The U.S. Supreme Court will hear oral arguments Monday in a New York City gun case that the justices could toss out because there no longer is an issue on the table for them to decide. Or they could lurch to the other extreme and hold that the 2nd Amendment confers a personal right to carry a firearm in public. For once, we hope the court takes the easy way out and drops the case rather than giving the 5-4 conservative majority a chance to dangerously expand the scope of the 2nd Amendment.
At issue is a New York City restriction that barred people who owned a handgun under a “premises license” from taking the gun from their home (or business) unless they carried it unloaded and unlocked to any of seven firing ranges within the city. That meant they could not carry a legally owned weapon out of the city for practice at ranges, to be used in shooting competitions, or to accompany the owner to a second home to be used for self-protection there.
The city argued that it had a broad interest in preserving public safety by ensuring firearms licensed for use in the home stayed there. While we sympathize with the goal of keeping firearms off the streets, the means that New York City concocted were ill-conceived and restrictive to the point of silliness. Regrettably, but predictably, that restriction drew a challenge by gun-rights advocates.
A federal district court judge and the 2nd Circuit Court of Appeals ruled for the city. The plaintiffs appealed to the Supreme Court in hopes of persuading the justices to expand the court’s 2008 decision in District of Columbia vs. Heller and recognize an individual right to carry a firearm for self-protection in public. The high court took the case in January; seeing the danger ahead, the city and state of New York subsequently changed the restrictions to let gun owners carry their weapons — still locked and unloaded — out of the city. The city then asked the Supreme Court to drop the case.
The court demurred, so Monday’s arguments will be about whether the court should even consider the case — technically, whether New York’s rescission of the restrictions made the issue moot — and if it should, whether the ban conflicts with the 2nd Amendment, the Commerce Clause and the right to travel.

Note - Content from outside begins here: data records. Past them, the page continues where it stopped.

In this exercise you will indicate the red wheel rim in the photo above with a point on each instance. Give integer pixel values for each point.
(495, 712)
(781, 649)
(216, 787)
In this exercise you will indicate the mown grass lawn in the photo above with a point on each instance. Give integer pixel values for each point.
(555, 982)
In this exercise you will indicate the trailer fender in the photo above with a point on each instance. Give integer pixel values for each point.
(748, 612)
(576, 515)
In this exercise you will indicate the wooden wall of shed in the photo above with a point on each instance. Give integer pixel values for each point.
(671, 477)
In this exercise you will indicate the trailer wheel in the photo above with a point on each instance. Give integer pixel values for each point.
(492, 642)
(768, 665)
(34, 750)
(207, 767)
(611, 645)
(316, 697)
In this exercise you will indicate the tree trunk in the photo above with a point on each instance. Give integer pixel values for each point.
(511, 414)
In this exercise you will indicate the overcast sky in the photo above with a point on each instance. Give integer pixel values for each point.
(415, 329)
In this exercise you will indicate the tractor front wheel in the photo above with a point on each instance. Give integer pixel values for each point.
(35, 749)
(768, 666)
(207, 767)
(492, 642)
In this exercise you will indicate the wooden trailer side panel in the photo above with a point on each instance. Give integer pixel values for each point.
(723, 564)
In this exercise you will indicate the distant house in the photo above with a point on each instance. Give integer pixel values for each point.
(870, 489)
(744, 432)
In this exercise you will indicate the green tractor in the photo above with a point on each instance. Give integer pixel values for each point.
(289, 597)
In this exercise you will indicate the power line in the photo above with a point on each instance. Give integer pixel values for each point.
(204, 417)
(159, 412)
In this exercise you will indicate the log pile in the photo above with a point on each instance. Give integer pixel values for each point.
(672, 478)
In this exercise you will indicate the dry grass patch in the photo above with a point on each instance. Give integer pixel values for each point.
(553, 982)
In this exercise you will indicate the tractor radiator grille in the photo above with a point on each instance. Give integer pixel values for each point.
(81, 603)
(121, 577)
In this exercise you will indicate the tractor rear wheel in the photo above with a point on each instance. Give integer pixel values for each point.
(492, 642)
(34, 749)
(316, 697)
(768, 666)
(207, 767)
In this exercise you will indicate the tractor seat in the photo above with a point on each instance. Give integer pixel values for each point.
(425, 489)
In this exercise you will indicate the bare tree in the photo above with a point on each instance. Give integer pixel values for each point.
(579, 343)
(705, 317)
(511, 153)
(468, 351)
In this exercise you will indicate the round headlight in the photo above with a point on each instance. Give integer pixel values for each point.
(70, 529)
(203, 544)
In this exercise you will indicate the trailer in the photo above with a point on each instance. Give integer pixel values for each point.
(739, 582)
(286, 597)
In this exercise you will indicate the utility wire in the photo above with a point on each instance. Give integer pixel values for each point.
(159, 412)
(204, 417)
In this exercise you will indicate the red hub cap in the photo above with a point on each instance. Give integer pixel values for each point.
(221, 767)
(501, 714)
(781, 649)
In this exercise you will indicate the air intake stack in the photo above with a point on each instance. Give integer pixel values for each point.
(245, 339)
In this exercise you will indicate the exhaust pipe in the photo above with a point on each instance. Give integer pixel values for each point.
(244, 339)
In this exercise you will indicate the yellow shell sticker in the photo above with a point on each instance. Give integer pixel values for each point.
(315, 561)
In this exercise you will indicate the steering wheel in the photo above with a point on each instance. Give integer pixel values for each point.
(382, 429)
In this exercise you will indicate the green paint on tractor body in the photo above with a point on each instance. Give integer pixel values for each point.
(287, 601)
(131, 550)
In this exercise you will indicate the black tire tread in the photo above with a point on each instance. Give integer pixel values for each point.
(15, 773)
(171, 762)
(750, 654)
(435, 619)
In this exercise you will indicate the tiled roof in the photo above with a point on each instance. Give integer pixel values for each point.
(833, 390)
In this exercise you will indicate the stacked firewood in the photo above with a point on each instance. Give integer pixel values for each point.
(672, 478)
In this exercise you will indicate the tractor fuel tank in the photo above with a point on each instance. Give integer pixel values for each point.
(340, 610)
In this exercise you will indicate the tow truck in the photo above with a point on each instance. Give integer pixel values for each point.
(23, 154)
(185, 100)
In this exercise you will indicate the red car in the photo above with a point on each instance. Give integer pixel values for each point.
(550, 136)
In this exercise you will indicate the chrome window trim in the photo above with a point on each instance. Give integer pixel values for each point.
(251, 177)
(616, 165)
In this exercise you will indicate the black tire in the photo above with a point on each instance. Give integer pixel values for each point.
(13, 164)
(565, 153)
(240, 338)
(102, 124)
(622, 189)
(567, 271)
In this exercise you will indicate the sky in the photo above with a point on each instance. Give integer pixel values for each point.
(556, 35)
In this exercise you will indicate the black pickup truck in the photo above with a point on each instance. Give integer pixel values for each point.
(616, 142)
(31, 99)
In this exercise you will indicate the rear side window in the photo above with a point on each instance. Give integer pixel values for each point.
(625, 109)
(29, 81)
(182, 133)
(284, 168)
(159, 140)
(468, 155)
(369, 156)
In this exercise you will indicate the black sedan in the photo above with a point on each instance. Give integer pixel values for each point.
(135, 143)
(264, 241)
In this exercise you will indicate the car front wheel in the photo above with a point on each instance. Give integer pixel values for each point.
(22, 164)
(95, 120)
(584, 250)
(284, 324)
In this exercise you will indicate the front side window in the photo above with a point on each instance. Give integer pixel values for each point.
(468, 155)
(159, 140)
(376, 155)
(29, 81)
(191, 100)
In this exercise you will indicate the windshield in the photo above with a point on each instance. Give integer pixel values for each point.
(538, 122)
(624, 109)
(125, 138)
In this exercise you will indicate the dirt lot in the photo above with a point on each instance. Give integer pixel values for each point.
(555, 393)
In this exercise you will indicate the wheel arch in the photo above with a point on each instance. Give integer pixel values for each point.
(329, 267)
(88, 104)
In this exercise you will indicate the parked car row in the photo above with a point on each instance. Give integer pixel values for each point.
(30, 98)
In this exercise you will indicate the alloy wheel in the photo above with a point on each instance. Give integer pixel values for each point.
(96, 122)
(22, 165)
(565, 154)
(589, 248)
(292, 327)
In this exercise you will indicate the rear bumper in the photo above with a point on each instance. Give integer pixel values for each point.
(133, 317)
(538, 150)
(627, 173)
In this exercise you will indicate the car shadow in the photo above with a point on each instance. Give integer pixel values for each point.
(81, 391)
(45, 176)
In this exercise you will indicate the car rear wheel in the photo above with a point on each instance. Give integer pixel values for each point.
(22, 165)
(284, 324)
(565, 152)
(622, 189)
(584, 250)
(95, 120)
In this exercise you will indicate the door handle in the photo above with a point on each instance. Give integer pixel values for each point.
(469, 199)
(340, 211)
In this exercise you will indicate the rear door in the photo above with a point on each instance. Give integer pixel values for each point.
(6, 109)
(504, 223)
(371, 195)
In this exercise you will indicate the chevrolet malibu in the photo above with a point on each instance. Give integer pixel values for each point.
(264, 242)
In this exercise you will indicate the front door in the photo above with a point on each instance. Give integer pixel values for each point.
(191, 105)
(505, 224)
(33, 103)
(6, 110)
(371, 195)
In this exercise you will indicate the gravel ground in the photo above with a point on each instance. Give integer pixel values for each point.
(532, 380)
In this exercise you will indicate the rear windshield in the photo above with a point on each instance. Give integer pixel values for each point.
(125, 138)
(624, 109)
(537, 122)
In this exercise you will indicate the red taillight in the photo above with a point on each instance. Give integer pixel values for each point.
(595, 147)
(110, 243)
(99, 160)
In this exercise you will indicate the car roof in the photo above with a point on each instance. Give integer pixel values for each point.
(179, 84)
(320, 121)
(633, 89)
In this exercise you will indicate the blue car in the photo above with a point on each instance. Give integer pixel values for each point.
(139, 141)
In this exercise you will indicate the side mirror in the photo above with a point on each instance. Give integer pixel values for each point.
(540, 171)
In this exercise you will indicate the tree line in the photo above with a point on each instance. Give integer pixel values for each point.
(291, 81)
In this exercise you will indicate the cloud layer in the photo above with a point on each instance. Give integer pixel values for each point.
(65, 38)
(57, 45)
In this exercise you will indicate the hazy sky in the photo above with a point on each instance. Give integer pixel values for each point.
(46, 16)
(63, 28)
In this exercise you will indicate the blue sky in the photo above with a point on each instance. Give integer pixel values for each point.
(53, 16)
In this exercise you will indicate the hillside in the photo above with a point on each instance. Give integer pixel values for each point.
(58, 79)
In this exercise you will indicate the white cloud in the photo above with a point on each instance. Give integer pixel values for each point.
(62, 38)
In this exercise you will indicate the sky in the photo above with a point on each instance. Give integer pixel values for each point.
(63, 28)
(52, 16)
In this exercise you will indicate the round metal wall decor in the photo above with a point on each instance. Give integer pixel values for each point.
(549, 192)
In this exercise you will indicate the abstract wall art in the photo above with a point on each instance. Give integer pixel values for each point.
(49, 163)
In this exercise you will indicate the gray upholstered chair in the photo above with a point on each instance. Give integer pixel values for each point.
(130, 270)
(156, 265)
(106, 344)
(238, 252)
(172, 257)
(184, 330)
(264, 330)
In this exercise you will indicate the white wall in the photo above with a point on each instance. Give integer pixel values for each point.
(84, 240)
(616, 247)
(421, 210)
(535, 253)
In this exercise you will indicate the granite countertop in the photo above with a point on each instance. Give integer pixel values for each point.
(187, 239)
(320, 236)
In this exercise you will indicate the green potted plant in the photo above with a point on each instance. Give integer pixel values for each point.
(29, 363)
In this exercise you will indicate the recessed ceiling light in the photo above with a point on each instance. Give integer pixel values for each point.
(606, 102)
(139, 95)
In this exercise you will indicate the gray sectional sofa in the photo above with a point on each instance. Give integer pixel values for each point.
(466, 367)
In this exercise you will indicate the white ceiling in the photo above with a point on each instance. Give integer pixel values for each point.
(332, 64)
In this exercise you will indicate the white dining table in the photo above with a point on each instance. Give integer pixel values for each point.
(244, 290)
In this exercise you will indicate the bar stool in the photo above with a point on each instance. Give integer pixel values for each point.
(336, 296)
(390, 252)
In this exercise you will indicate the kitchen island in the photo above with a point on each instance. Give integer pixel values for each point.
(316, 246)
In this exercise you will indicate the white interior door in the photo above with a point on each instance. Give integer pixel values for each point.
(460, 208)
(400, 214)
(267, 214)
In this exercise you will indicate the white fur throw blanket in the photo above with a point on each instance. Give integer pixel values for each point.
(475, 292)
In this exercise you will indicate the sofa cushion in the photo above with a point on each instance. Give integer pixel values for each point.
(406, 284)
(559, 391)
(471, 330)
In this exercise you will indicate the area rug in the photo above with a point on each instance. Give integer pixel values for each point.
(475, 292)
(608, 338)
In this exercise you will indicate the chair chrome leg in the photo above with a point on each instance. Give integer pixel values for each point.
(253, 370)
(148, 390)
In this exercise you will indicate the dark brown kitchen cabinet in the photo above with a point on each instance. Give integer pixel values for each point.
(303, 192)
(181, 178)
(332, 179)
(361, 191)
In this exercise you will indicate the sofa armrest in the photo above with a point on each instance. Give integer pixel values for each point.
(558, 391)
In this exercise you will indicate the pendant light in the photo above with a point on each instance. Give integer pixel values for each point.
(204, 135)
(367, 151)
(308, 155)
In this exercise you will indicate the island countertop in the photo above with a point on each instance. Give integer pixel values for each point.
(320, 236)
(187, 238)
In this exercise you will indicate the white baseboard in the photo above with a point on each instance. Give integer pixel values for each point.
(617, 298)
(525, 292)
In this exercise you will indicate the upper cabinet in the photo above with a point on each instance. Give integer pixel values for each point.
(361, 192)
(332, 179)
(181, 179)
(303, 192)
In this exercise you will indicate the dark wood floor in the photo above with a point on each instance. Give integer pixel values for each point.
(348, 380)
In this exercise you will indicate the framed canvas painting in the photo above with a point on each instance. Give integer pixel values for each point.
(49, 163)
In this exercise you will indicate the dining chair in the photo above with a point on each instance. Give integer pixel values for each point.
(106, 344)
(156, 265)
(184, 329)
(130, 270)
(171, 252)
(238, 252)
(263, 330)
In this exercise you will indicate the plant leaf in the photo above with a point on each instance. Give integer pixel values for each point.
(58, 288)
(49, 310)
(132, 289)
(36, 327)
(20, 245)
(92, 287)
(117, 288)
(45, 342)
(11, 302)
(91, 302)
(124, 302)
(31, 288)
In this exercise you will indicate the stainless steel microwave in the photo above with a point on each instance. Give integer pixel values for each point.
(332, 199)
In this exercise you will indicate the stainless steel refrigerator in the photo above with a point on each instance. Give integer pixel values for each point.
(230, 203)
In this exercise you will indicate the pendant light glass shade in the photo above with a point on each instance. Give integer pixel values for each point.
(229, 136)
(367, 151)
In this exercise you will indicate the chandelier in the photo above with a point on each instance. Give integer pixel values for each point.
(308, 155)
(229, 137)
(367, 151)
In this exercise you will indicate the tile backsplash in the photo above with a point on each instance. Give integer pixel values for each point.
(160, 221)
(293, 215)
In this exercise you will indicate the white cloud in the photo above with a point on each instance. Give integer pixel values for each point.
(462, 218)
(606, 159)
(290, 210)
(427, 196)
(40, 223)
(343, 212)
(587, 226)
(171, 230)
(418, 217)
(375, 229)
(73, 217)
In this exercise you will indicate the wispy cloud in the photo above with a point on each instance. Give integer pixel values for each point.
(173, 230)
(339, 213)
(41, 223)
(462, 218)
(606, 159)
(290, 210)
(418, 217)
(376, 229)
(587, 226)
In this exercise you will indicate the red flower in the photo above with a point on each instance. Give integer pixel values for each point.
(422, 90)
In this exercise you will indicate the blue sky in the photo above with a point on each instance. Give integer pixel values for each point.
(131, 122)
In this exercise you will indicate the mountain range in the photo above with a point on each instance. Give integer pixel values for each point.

The latter issues hang on arcane points. New York argues, for instance, that its restriction didn’t interfere with anyone’s right to travel. It just barred travelers from taking the gun licensed to their home or office with them. The city’s lawyers also assert that restricting the ability to transport guns met a legitimate government concern: maintaining public safety and reducing the presence of guns on streets.
The more significant issue is the 2nd Amendment. The court could — and often does — issue narrow rulings in cases before it. But the fear among gun control advocates is that the conservative majority will use this case to rule that the 2nd Amendment right to bear arms for self-protection need not be limited to one’s residence.
We disagree at a fundamental level with the Heller decision, which upended decades of jurisprudence that the 2nd Amendment conferred a right for Americans to keep arms collectively — in militias, for instance. In Heller’s 5-4 majority opinion written by Justice Antonin Scalia, the court ruled that “there seems to us no doubt, on the basis of both text and history, that the 2nd Amendment conferred an individual right to keep and bear arms.” And, the court ruled, the right to self-defense has a long history. But it also said that the government has a legitimate interest in reasonable regulations governing who can buy and carry guns, and restricting them from sensitive locations.
But where and how can that right to own a gun for self-defense be exercised? And does carrying a firearm in public add to one’s ability to fend off a bad guy? It seems not, judging by studies that find increased gun violence in states that have right-to-carry laws. A more heavily armed America, with people carrying firearms everywhere they go, is not a safer America. Unfortunately, the conservative majority on the court, with its reliance on its own perceptions of the Founders’ original intent, could subordinate public safety to whatever individual right it believes the 2nd Amendment confers. It would be much better for the court to decide that since the New York City restrictions have gone away, so, too, should this case.